What was I going to say? I’m not sure, but I’m glad I didn’t get a chance to find out. I don’t understand the feelings that are rushing through me. It’s too intense. Too much.
I could live here in his bed forever. With Atticus. In his arms.
But the timing is all wrong.
There were no rules for what we’ve been doing this summer, but any second now, he will also realize how wrong we are for each other. How different our lives are.
I’ve already figured that out.
I have too much baggage. Too many things I still need to sort out about my past. About myself.
Can Atticus be patient? Would he wait?
No way.
This pro hockey player—and a self-proclaimed player with women—is not going to wait around for some nobody to deal with her issues.
Too many thoughts rush through my head.
Like how I told Jacob maybe I’m not coming back. Those were just words meant to freak him out though, right? I might be trying to test out a different version of myself, but let’s be honest, people don’t really change.

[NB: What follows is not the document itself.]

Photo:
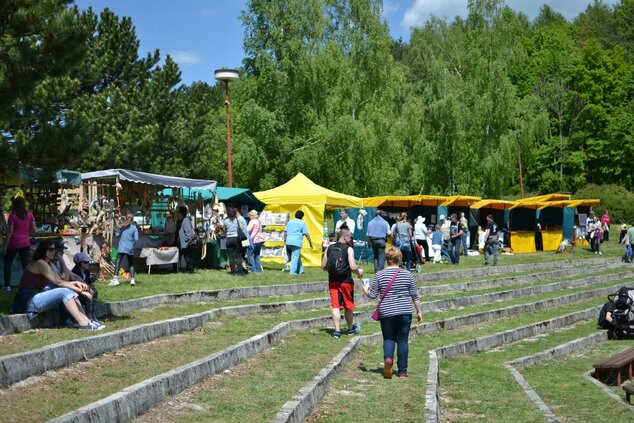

And how I have only two weeks left on my sabbatical.
How I ignored yesterday’s voicemail from my manager checking in.
I’m just some entertainment for Atticus during the offseason. He’s testing out having a girlfriend-shaped person in his life.
Not a real one.
Maybe I’ll leave and he’ll ask out Rose from the bookstore.
This thing is destined to end, and it’d be best if I started acting like I understand that fact.